People come to hip-hop to hear hard truths, yes—to be challenged within the safe place of music, with something there to hold them aesthetically and rhythmically. But they have to feel like you like them; there has to be some spirit of generosity in the music. It has to be felt that this guy wants to be heard and understood, that he’s being honest. Then they like the difficult stuff.
I need to insert myself into the story in a vulnerable way to be heard, especially when the content is more difficult, because if I don’t have a stake in what I’m talking about, the music doesn’t feel right. It’s not a place where connection can happen.
I wrote a song called “Fam Jam” about the immigrant experience:
When you’re third world born and first world formed
Sometimes you feel pride, sometimes you feel torn.
My mother tongue’s not what they speak where my mother’s from.
She moved to London with her husband when their son was one.
One time after Family Ties
I turned on the news and saw my family die.
Pop said it’s murder in the motherland
And things about colonialism I didn’t understand.
All the things that shape a man and his mind state,
A community income and crime rate.
If times change, why my people still in dire straights?
If it’s a big world, show me where is my place in it?
My family is from Rwanda; I grew up in Ontario. So I’m talking about the genocide, but not in a facts-and-figures way.
Have you ever preached?
The one experience I’ve had preaching, I was surprised. One of the things I liked about it was the way you can speak on all these different levels, and it makes sense to the audience. They just get the form. It’s like that with hip-hop: they understand when you’re joking, being straightforward, metaphorical, when you’re talking about right here right now or the eternal. Preaching is a weird form everyone understands: kind of an essay, kind of a poem, and they all get it.
The hardest part was thinking through who I am. Onstage I put my playfulness forward; I come out with a lot of energy. There may be moments that will be reflective or intense, but my first foot forward is the fun, the hype, the excitement, the humor. That just didn’t feel right in preaching. I can’t be a goofball first. I needed to show respect for the occasion, so I more or less read the sermon. But as I started to get more comfortable, I looked at people and had moments off the cuff.
How did your own performer persona come about?
I don’t remember being conscious of creating a persona; it just happens when I’m in front of an audience.
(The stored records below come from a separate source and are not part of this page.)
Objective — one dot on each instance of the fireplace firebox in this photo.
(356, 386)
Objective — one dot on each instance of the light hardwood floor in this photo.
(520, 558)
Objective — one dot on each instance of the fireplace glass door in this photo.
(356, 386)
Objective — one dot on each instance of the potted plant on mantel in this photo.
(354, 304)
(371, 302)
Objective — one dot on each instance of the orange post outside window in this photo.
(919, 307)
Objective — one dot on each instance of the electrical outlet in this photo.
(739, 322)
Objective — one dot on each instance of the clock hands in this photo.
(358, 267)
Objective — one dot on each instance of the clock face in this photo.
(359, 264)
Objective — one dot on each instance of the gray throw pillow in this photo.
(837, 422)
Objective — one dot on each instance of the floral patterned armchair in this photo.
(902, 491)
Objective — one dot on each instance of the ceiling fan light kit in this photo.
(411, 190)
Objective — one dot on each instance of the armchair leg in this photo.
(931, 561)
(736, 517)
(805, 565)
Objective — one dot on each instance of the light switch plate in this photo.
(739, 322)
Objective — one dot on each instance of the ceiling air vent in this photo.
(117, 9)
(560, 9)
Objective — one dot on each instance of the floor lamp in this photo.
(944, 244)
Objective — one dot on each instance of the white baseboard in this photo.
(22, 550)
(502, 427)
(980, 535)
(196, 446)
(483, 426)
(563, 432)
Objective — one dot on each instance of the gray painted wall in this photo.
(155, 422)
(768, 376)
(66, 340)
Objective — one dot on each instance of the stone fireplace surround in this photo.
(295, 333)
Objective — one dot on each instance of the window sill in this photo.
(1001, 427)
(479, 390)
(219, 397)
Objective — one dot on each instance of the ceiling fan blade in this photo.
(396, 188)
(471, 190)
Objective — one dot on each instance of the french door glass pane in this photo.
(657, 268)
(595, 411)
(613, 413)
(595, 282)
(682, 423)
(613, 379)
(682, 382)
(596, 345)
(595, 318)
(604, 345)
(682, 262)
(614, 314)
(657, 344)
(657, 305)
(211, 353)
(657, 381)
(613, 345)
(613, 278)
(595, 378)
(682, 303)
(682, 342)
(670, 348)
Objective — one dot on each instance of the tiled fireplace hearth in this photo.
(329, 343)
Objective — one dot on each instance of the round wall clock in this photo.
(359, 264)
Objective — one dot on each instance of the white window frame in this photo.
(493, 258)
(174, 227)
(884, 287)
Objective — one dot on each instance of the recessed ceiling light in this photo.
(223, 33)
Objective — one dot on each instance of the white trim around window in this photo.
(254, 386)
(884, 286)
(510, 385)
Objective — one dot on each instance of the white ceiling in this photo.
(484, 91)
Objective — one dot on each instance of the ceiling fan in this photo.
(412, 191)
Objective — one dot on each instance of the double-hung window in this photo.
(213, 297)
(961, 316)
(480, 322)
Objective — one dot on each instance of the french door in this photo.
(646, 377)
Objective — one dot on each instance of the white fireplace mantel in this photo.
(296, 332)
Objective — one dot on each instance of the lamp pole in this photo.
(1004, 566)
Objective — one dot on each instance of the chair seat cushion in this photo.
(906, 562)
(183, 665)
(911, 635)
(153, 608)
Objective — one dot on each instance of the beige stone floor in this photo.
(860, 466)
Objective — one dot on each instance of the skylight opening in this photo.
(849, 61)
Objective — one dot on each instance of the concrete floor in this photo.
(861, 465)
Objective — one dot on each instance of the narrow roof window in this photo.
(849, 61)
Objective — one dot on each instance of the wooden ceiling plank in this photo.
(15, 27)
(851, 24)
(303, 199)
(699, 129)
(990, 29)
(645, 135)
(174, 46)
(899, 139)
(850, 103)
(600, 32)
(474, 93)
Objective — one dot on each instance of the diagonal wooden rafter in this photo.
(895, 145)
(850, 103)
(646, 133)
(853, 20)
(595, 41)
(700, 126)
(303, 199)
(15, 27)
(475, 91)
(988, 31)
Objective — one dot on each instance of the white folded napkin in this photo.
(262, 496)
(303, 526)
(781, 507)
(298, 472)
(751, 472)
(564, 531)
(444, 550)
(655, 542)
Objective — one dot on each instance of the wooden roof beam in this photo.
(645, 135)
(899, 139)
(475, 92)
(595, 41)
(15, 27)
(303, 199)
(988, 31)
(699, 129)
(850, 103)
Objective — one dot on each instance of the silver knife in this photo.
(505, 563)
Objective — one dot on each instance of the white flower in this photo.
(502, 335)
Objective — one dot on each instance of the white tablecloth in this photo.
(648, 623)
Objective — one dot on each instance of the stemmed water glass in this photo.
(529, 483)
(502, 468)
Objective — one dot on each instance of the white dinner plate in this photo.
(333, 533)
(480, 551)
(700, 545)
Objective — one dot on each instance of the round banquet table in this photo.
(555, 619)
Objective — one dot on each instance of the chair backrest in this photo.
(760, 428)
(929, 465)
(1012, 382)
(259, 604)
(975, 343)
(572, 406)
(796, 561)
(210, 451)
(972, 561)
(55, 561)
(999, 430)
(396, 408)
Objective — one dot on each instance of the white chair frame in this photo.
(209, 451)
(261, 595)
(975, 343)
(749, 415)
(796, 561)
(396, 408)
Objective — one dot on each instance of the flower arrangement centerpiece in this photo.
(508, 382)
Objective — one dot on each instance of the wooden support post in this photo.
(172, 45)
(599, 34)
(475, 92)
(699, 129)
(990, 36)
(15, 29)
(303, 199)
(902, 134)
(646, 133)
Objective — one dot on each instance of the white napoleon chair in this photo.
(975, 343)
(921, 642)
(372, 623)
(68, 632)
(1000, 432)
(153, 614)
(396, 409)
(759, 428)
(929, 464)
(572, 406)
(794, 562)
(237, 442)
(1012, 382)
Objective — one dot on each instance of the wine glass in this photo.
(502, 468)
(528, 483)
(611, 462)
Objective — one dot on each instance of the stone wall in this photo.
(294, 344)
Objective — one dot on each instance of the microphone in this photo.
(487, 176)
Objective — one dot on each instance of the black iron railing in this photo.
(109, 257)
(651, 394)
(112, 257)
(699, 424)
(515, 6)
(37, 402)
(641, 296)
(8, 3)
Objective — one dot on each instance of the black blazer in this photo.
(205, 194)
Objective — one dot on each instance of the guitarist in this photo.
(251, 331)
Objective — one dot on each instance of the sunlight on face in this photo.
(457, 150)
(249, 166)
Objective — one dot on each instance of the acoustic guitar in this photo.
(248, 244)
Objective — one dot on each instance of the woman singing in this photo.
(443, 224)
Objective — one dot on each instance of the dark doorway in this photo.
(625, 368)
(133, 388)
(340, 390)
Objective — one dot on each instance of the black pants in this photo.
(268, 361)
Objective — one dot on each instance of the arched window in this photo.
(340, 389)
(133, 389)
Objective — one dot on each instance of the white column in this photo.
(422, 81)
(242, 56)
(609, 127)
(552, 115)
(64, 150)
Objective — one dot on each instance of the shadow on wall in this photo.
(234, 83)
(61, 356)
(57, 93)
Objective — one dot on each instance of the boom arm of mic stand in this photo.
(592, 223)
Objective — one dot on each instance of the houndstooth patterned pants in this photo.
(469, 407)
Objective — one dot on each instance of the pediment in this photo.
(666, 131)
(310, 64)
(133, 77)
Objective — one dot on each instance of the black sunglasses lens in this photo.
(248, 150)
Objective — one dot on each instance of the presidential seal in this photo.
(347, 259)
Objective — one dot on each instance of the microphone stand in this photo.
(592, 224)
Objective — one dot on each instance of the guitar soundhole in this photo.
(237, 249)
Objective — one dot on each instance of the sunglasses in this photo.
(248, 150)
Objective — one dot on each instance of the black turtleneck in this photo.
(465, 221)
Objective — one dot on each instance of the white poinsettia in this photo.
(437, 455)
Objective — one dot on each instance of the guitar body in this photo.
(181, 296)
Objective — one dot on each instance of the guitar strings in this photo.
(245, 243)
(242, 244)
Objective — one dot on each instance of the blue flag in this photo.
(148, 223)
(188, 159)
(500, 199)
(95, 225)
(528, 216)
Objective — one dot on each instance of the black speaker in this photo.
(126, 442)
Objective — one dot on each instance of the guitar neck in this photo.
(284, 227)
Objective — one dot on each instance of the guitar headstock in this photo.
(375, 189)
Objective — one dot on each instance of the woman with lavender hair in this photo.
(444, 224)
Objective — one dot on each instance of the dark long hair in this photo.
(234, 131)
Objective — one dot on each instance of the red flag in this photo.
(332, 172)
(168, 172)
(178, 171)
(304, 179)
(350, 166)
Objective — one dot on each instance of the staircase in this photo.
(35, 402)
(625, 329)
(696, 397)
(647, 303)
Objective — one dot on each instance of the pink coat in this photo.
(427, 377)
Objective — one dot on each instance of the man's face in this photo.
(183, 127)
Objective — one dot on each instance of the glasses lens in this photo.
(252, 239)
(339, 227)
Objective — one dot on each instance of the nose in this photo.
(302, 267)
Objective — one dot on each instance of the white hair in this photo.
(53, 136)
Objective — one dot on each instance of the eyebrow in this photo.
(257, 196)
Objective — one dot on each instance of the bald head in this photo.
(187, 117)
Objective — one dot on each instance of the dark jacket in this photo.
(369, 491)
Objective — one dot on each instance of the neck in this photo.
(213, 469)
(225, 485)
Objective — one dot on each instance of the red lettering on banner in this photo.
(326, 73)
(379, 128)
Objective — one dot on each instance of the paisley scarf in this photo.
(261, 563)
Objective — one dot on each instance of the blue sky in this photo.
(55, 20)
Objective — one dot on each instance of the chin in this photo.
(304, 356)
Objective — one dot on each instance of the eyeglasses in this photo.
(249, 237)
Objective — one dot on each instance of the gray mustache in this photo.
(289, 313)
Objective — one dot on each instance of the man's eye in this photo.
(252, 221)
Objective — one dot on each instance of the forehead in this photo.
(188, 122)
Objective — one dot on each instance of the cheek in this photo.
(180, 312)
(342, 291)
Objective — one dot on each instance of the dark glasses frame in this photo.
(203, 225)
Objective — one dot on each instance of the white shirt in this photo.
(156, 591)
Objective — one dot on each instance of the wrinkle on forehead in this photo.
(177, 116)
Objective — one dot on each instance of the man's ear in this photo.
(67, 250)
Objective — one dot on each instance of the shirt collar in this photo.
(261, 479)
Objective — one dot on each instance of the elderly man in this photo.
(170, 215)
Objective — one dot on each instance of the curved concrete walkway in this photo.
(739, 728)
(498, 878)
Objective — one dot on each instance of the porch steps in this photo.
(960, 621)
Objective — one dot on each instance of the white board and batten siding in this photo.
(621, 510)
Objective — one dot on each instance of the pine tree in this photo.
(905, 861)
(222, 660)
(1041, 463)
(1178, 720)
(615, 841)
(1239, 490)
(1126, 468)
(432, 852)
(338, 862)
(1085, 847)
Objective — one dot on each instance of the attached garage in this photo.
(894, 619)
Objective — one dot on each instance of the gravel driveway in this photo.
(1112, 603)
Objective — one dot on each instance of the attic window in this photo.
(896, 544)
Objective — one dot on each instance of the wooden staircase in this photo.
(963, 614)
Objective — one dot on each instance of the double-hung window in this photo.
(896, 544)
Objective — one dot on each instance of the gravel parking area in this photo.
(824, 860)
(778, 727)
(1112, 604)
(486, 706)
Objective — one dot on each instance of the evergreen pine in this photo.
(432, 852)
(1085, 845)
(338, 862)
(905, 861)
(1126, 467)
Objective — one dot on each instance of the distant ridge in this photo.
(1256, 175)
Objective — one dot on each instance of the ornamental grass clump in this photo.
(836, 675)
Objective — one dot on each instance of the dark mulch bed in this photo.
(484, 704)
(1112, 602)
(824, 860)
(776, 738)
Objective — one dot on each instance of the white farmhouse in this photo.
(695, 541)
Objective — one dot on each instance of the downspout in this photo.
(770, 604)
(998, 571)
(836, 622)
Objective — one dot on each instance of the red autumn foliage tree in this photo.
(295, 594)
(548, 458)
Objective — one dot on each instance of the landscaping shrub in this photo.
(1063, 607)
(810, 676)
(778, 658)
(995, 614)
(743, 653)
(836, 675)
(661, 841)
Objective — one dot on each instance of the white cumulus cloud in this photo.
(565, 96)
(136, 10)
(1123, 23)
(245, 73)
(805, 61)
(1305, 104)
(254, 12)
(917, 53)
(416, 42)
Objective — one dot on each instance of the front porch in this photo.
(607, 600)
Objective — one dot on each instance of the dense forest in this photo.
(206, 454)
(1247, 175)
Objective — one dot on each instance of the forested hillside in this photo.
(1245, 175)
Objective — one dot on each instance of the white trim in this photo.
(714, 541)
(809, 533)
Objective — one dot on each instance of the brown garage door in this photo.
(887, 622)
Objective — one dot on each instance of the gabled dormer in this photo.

I love the absurdity of performing, of the human ritual of one person getting up and doing something in front of other people. That puts a smile on my face and in my brain. It’s been like that since I was a little kid. This is a very silly thing we’re doing. We are enjoying it, and I’ve prepared, but this is very silly. This is a silly, cute thing humans do that’s not important. That’s a different persona than when people meet me at the merch table after the show.
What do you do with an unresponsive audience, when it’s not working?
I’ve taken two approaches. One is a calculation I make when I’m up there: Is this salvageable? If it is, I try to cut through the pretense. I’ll tell my DJ to stop the music, and I’ll try to really talk. If they’re just stiff, I’ll say, “Let’s get closer together, let’s come to the stage,” or I might go down into the audience, cutting into whatever’s creating the distance. I’ll try to have a very human moment. I hope they’ll say, “Oh, OK, this is a real thing happening. He’s not just a detached observer, he wants to connect.” That can shake them out of it.
Other times it’s not salvageable. People don’t want to connect that deeply. In that case I connect with my material, and I hope that through that at some point they’ll choose to connect a little. Sometimes they want a distance, a little separation, don’t want to come that close to me or each other or what’s happening. I’ll still deliver my material with as much conviction as I can, and then maybe they’ll want to connect from a safe distance.
The author conducted this interview with the help of his students, in the context of a homiletics class.